Tyson estava a caminho de um dia presidir a maior empresa frigorífica dos EUA. Semanas antes da prisão de 2022, ele havia sido nomeado diretor financeiro da Tyson Foods, a empresa de US$ 21 bilhões fundada por seu bisavô.
Dentro e fora da Tyson Foods, as pessoas viam John Randal Tyson como um membro mais gentil e menos turbulento da família fundadora. Ele era uma figura diferente de seu pai, o presidente do conselho de administração da empresa, John H. Tyson, visto como líder temperamental e explosivo.
O que os dois compartilhavam, porém, eram os problemas com álcool, que acompanharam os Tysons por décadas.
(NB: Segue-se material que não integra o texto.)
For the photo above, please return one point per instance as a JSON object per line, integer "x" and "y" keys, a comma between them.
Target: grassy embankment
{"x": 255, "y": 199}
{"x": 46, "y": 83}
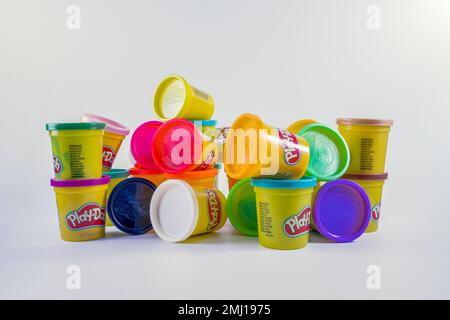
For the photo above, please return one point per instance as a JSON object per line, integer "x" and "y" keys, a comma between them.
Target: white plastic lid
{"x": 174, "y": 210}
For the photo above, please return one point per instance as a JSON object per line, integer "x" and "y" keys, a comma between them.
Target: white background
{"x": 283, "y": 60}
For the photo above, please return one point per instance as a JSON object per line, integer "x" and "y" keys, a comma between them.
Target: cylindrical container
{"x": 341, "y": 211}
{"x": 112, "y": 139}
{"x": 241, "y": 208}
{"x": 231, "y": 182}
{"x": 254, "y": 149}
{"x": 81, "y": 208}
{"x": 207, "y": 127}
{"x": 129, "y": 205}
{"x": 367, "y": 140}
{"x": 116, "y": 175}
{"x": 299, "y": 125}
{"x": 77, "y": 150}
{"x": 373, "y": 185}
{"x": 204, "y": 178}
{"x": 283, "y": 211}
{"x": 179, "y": 146}
{"x": 154, "y": 177}
{"x": 141, "y": 142}
{"x": 329, "y": 156}
{"x": 219, "y": 142}
{"x": 219, "y": 167}
{"x": 179, "y": 210}
{"x": 176, "y": 98}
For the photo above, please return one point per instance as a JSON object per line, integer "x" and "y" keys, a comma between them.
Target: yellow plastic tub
{"x": 176, "y": 98}
{"x": 283, "y": 212}
{"x": 81, "y": 208}
{"x": 367, "y": 140}
{"x": 77, "y": 150}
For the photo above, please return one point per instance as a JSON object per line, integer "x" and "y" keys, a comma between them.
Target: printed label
{"x": 90, "y": 215}
{"x": 298, "y": 224}
{"x": 290, "y": 147}
{"x": 209, "y": 161}
{"x": 213, "y": 209}
{"x": 200, "y": 94}
{"x": 57, "y": 165}
{"x": 108, "y": 156}
{"x": 376, "y": 211}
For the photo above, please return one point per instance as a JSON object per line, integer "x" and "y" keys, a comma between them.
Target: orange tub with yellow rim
{"x": 255, "y": 149}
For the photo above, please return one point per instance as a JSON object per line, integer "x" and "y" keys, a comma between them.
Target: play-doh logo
{"x": 90, "y": 215}
{"x": 376, "y": 211}
{"x": 298, "y": 224}
{"x": 108, "y": 156}
{"x": 57, "y": 165}
{"x": 213, "y": 209}
{"x": 290, "y": 147}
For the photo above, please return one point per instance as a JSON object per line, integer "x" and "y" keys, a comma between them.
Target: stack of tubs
{"x": 83, "y": 156}
{"x": 78, "y": 183}
{"x": 367, "y": 140}
{"x": 280, "y": 209}
{"x": 182, "y": 148}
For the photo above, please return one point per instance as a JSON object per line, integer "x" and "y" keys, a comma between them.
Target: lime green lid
{"x": 117, "y": 173}
{"x": 329, "y": 154}
{"x": 75, "y": 126}
{"x": 241, "y": 208}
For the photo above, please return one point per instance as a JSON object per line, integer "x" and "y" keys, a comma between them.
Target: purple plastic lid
{"x": 341, "y": 210}
{"x": 80, "y": 182}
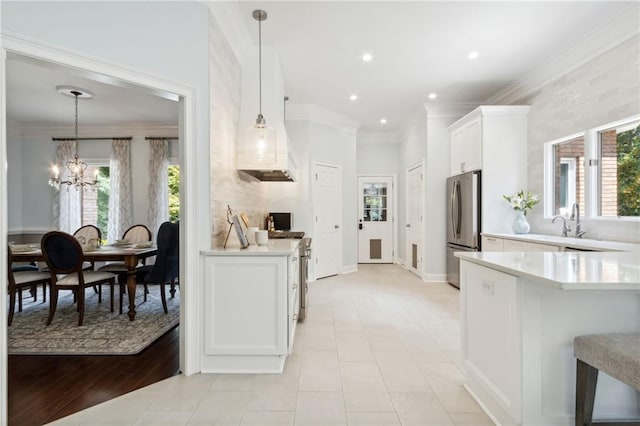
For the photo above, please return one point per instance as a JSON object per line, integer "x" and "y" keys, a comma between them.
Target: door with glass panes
{"x": 375, "y": 221}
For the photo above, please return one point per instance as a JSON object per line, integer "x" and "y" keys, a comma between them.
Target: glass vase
{"x": 520, "y": 225}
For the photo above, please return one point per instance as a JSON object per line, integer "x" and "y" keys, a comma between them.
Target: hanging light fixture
{"x": 74, "y": 173}
{"x": 259, "y": 136}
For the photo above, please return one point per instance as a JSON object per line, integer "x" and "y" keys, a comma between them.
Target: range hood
{"x": 275, "y": 166}
{"x": 278, "y": 172}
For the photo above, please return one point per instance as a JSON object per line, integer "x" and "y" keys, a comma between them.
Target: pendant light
{"x": 260, "y": 137}
{"x": 74, "y": 173}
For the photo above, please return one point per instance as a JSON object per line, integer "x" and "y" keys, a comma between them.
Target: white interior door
{"x": 414, "y": 224}
{"x": 327, "y": 208}
{"x": 375, "y": 222}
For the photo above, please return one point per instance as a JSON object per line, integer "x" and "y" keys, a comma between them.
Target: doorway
{"x": 14, "y": 46}
{"x": 415, "y": 213}
{"x": 375, "y": 219}
{"x": 327, "y": 220}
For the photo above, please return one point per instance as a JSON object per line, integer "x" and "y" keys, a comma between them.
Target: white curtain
{"x": 120, "y": 198}
{"x": 159, "y": 184}
{"x": 67, "y": 206}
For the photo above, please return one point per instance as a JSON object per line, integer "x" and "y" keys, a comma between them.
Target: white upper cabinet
{"x": 493, "y": 139}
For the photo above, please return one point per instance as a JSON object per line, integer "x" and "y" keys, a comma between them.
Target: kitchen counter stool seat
{"x": 617, "y": 355}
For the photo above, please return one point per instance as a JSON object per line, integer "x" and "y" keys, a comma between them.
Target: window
{"x": 619, "y": 170}
{"x": 568, "y": 174}
{"x": 95, "y": 204}
{"x": 599, "y": 170}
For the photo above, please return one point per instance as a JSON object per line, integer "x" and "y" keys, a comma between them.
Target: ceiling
{"x": 418, "y": 48}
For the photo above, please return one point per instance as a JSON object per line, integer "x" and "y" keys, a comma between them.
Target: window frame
{"x": 593, "y": 162}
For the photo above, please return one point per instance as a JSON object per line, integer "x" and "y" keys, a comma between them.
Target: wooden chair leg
{"x": 164, "y": 298}
{"x": 12, "y": 304}
{"x": 586, "y": 380}
{"x": 81, "y": 305}
{"x": 53, "y": 304}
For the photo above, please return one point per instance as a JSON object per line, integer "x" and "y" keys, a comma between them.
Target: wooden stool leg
{"x": 586, "y": 379}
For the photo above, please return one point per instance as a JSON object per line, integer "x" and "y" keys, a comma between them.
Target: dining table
{"x": 130, "y": 255}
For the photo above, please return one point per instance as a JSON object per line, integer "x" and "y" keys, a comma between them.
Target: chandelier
{"x": 74, "y": 172}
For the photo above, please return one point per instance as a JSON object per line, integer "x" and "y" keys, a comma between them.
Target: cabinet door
{"x": 492, "y": 244}
{"x": 473, "y": 146}
{"x": 513, "y": 245}
{"x": 456, "y": 153}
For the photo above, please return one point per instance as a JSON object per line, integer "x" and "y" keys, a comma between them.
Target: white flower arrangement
{"x": 521, "y": 201}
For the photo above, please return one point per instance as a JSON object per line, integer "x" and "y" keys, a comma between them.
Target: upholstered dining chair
{"x": 135, "y": 234}
{"x": 84, "y": 234}
{"x": 63, "y": 255}
{"x": 19, "y": 279}
{"x": 165, "y": 270}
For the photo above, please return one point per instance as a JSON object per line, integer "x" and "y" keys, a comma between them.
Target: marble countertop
{"x": 275, "y": 247}
{"x": 583, "y": 243}
{"x": 566, "y": 270}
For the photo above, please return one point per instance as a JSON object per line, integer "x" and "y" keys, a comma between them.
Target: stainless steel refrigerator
{"x": 463, "y": 220}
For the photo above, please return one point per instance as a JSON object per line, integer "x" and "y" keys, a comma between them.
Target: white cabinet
{"x": 466, "y": 147}
{"x": 505, "y": 244}
{"x": 492, "y": 139}
{"x": 251, "y": 311}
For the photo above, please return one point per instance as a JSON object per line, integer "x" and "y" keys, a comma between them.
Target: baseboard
{"x": 349, "y": 269}
{"x": 434, "y": 278}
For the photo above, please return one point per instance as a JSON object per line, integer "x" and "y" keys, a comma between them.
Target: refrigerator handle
{"x": 459, "y": 200}
{"x": 452, "y": 198}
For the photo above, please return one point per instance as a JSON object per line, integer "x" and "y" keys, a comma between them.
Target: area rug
{"x": 102, "y": 332}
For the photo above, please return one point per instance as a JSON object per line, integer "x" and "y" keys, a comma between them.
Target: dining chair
{"x": 165, "y": 270}
{"x": 86, "y": 233}
{"x": 19, "y": 279}
{"x": 63, "y": 255}
{"x": 135, "y": 234}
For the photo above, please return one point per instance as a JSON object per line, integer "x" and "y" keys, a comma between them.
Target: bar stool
{"x": 617, "y": 355}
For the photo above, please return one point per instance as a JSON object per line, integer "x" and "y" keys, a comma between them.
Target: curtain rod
{"x": 161, "y": 137}
{"x": 93, "y": 139}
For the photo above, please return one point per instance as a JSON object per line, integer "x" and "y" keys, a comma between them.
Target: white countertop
{"x": 566, "y": 270}
{"x": 275, "y": 247}
{"x": 583, "y": 243}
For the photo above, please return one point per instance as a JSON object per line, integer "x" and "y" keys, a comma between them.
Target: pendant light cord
{"x": 260, "y": 62}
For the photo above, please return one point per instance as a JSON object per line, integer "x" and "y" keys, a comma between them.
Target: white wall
{"x": 320, "y": 142}
{"x": 602, "y": 90}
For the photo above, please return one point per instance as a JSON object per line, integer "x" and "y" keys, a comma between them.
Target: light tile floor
{"x": 379, "y": 347}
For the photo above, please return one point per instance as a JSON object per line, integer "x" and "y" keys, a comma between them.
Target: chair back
{"x": 137, "y": 234}
{"x": 88, "y": 232}
{"x": 62, "y": 252}
{"x": 166, "y": 267}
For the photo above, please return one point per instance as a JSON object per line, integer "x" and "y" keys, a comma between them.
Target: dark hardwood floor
{"x": 45, "y": 388}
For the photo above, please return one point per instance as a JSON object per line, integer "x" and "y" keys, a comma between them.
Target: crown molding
{"x": 377, "y": 137}
{"x": 49, "y": 130}
{"x": 618, "y": 30}
{"x": 318, "y": 114}
{"x": 228, "y": 16}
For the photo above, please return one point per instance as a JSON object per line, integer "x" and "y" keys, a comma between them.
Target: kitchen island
{"x": 519, "y": 314}
{"x": 251, "y": 307}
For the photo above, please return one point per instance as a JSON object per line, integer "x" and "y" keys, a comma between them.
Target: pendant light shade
{"x": 259, "y": 137}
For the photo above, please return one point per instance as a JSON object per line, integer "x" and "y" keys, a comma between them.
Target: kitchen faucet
{"x": 565, "y": 229}
{"x": 575, "y": 215}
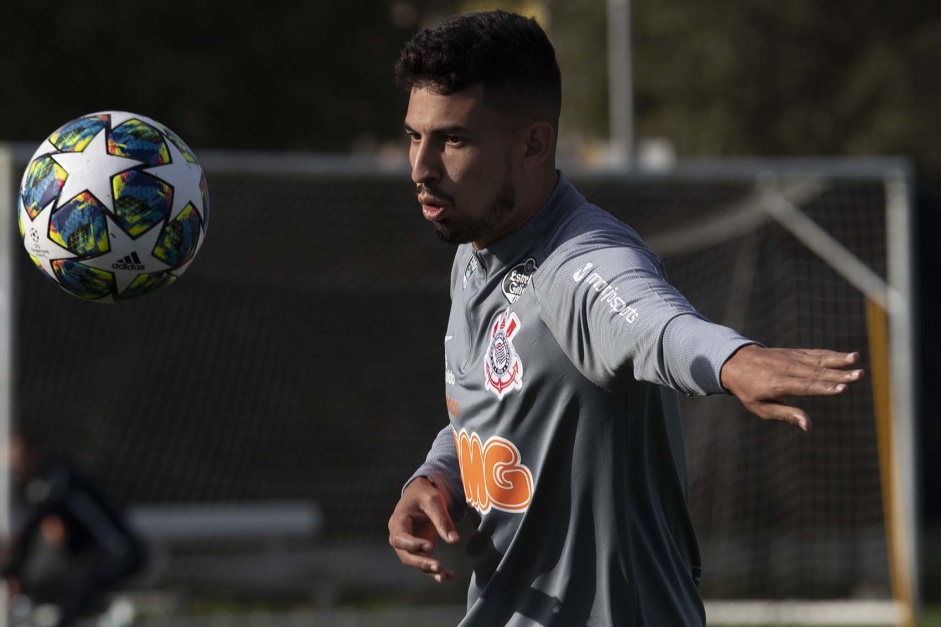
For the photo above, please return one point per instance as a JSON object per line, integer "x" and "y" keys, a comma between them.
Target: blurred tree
{"x": 734, "y": 78}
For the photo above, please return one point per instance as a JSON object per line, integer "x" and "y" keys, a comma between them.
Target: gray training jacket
{"x": 563, "y": 348}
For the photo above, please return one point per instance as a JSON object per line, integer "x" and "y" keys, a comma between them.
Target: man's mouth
{"x": 431, "y": 208}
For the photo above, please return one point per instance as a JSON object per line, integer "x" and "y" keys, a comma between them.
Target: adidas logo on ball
{"x": 130, "y": 262}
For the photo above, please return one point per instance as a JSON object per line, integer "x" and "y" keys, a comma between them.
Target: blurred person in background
{"x": 72, "y": 545}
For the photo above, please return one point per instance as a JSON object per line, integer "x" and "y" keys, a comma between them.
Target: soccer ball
{"x": 113, "y": 205}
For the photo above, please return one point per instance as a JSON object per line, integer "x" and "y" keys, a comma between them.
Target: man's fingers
{"x": 783, "y": 413}
{"x": 410, "y": 543}
{"x": 825, "y": 358}
{"x": 804, "y": 386}
{"x": 428, "y": 565}
{"x": 438, "y": 515}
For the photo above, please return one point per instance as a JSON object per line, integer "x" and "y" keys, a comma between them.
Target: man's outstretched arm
{"x": 764, "y": 379}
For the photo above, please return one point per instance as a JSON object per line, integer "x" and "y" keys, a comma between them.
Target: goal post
{"x": 883, "y": 282}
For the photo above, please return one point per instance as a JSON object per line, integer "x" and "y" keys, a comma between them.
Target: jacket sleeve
{"x": 606, "y": 299}
{"x": 442, "y": 468}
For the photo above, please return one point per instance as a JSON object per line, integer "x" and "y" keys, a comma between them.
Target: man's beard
{"x": 461, "y": 228}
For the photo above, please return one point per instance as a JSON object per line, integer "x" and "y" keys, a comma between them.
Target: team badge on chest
{"x": 503, "y": 370}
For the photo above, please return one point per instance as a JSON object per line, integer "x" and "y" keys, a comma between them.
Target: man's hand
{"x": 764, "y": 378}
{"x": 420, "y": 517}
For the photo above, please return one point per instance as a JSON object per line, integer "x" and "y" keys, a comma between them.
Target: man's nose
{"x": 426, "y": 164}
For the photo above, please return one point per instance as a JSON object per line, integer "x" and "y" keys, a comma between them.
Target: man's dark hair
{"x": 508, "y": 53}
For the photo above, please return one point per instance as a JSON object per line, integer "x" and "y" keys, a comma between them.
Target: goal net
{"x": 298, "y": 361}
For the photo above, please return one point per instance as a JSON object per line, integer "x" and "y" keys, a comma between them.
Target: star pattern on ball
{"x": 121, "y": 246}
{"x": 185, "y": 175}
{"x": 97, "y": 167}
{"x": 41, "y": 226}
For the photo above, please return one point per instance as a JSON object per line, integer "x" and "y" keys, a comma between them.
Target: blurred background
{"x": 271, "y": 378}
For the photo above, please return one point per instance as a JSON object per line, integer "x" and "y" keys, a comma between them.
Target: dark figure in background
{"x": 72, "y": 546}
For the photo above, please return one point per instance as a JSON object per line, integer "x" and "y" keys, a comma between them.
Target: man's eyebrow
{"x": 444, "y": 130}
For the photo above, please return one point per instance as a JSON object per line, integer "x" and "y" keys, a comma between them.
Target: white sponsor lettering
{"x": 609, "y": 293}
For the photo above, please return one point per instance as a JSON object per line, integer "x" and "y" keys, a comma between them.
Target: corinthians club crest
{"x": 503, "y": 370}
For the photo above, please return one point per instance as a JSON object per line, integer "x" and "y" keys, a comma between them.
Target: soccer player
{"x": 564, "y": 351}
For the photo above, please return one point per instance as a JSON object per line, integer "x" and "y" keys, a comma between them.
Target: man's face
{"x": 461, "y": 155}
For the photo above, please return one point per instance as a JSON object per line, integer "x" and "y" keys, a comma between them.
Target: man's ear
{"x": 540, "y": 144}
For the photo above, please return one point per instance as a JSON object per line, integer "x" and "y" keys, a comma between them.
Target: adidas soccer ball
{"x": 113, "y": 205}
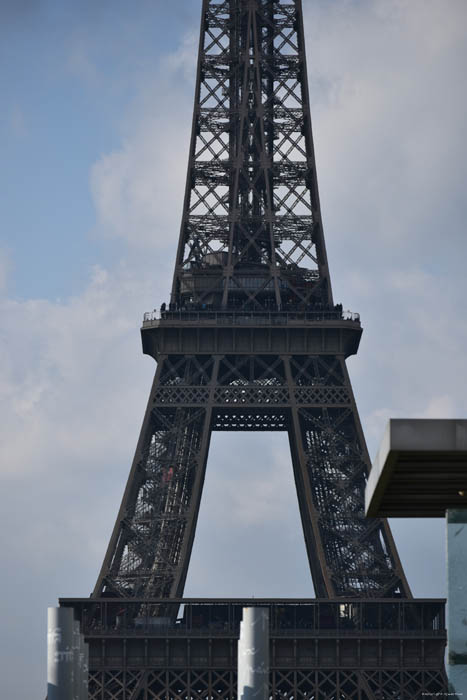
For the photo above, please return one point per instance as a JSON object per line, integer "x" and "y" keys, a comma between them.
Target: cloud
{"x": 138, "y": 189}
{"x": 391, "y": 156}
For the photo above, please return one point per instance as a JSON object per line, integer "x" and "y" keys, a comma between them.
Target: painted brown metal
{"x": 251, "y": 340}
{"x": 320, "y": 648}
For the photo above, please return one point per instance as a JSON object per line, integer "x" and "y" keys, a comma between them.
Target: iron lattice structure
{"x": 251, "y": 340}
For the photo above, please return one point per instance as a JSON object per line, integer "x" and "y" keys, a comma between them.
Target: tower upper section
{"x": 251, "y": 234}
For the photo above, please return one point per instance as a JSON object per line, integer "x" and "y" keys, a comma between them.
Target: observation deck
{"x": 328, "y": 331}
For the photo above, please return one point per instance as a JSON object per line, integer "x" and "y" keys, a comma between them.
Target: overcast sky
{"x": 94, "y": 128}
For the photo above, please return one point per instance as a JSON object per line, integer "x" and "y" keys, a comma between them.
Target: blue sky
{"x": 94, "y": 136}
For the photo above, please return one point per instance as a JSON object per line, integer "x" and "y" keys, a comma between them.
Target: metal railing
{"x": 248, "y": 317}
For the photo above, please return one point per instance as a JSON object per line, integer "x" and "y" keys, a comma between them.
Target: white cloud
{"x": 138, "y": 189}
{"x": 389, "y": 112}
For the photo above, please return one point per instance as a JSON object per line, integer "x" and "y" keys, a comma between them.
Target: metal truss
{"x": 251, "y": 340}
{"x": 311, "y": 398}
{"x": 285, "y": 684}
{"x": 251, "y": 232}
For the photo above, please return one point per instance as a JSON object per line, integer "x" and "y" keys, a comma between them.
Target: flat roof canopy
{"x": 420, "y": 470}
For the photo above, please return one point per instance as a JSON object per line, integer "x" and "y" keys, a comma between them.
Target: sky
{"x": 94, "y": 129}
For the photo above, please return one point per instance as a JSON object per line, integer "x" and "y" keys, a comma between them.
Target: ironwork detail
{"x": 252, "y": 340}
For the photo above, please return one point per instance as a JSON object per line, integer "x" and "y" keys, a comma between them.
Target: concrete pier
{"x": 253, "y": 655}
{"x": 456, "y": 527}
{"x": 60, "y": 656}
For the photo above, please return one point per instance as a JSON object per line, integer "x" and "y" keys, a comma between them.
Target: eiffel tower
{"x": 252, "y": 340}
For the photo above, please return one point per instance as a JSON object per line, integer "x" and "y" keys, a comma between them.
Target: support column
{"x": 85, "y": 677}
{"x": 60, "y": 654}
{"x": 456, "y": 527}
{"x": 253, "y": 655}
John H. Tyson lutou contra o vício em cocaína e álcool na década de 1980 e falou em encontrar a sobriedade no início dos anos 1990. Seu pai, Don Tyson, era famoso no Arkansas por dar festas luxuosas, a certa altura comprando um hotel para essas ocasiões, e foi preso ao longo dos anos acusado de dirigir embriagado.
A história de quatro gerações de homens da Tyson destaca o futuro incerto da empresa com grande participação na dieta e na economia agrícola americanas. A Tyson Foods, com quase US$ 53 bilhões em vendas anuais, pode ficar sem um sucessor claro na família que a controla desde sua fundação.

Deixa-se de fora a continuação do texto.